North Korea has decided against restarting reactor, Powell says

Steven mailinglist at navari.com
Tue Feb 25 22:42:54 PST 2003


MARGARET NEIGHBOUR The Scotsman Wed 26 Feb 2003

NORTH Korea has decided against restarting its nuclear reactor and reprocessing facilities, the US Secretary of State, Colin Powell, said yesterday.

Speaking amid raised tensions caused by the firing of a North Korean missile into the Sea of Japan, Mr Powell said the decision not to restart the facility at Yongbyon was "a wise choice if it's a conscious choice".

Work at the nuclear facility was frozen in a 1994 agreement with the United States.

But North Korea renounced the deal in October and threw out international inspectors on New Year's Eve.

That prompted concerns that it had restarted operations in an attempt to build nuclear warheads.

Mr Powell said US officials had passed word to Pyongyang that in the United States' view the "entire political landscape" of north-east Asia would be transformed if the North showed it was intent on producing nuclear weapons.

The comments came as he was flying home from Asia, where North Korea's intentions were the prime topic of meetings he conducted in China, Japan and South Korea.

North Korea launched two Chinese-made missiles on Monday and was likely to fire another missile today, according to Japanese reports.

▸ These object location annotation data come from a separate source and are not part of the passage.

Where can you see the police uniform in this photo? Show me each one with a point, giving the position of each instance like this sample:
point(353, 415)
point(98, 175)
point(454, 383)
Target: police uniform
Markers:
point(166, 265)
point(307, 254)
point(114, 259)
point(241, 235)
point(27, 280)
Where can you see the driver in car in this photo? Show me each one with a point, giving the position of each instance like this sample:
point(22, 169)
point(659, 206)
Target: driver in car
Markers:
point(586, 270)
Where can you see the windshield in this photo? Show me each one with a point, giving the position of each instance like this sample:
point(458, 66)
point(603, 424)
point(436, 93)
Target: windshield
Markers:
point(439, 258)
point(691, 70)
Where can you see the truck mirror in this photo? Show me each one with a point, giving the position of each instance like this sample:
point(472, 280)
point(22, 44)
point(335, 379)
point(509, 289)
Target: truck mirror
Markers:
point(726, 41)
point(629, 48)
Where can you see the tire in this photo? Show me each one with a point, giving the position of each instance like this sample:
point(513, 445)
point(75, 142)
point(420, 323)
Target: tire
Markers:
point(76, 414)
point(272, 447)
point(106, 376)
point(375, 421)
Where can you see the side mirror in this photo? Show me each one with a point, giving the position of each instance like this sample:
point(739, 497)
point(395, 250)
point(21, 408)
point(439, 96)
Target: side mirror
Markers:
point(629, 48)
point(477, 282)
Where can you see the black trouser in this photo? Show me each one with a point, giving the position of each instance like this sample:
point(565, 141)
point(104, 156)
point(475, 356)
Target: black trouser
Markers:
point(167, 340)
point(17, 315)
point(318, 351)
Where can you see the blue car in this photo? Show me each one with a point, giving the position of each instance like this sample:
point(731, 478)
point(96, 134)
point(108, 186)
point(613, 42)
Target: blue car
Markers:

The first launch was unsuccessful, while the second missile landed in the Sea of Japan after flying 37.5 miles.

A Japanese government spokesman, Yasuo Fukuda, said it was awaiting details of the launch, apparently timed to upstage yesterday's inauguration of South Korea's president, Roh Moo-hyun.

"We must judge whether [the missile launch] would pose a threat after confirming North Korea's intentions and the type of the missile," he said.

But ordinary Japanese who have had to live with their unpredictable neighbour's missile capabilities for years, were rattled.

"I am worried. That country is so unpredictable. It is scary," said Keiko Tajima, 40, a company employee. "There is nothing we, the average person, can do about it, so we can only hope that our government does the right thing," she added.

However, in Washington, the White House spokesman Ari Fleischer appeared to laugh off the "bizarre" incident, joking that it was a novel way for the communist nation to mark the inauguration of South Korea's new president.

"Typically at times of inaugural festivities, most nations send flowers or bouquets or visiting dignitaries; North Korea sent a short-range cruise missile," Mr Fleischer said.

He said the missile launch fitted into a pattern in which North Korea "engages in rather bizarre actions and then expects the world to pay them or negotiate with them to give them something in exchange for stopping what they shouldn't have done in the first place.

"North Korea will not be rewarded for bad behaviour, they should not expect any types of financial inducements as a result of their actions," he said. "This is a regional issue for the nations in the region to deal with."

North Korea, which shocked the region when it launched a long-range ballistic missile over Japan in August 1998, is deadlocked with the US over its suspected nuclear weapons programme.

Pyongyang demands direct talks with Washington to defuse the crisis and has escalated tensions in a series of provocative steps since December.

The crisis began in October, when US officials said North Korea had admitted pursuing a covert nuclear weapons programme.

The North then expelled International Atomic Energy Agency inspectors, pulled out of the Non-Proliferation Treaty (NPT) and threatened to resume missile testing and abandon the 1953 Korean War armistice.

Last week, a North Korean MiG-19 fighter plane intruded into South Korean air space and the North's military threatened to walk away from the truce that ended the 1950-53 war.

Monday's missile launch did not affect yesterday's swearing in ceremony for Mr Roh. Mr Roh, a human rights lawyer untested on the global stage, laid out his vision of transforming his country into a peaceful and powerful economic hub.

"I will seek active international co-operation on the premise that South and North Korea are the two main actors in inter-Korean relations," he said in his speech calling for a peaceful resolution of tensions.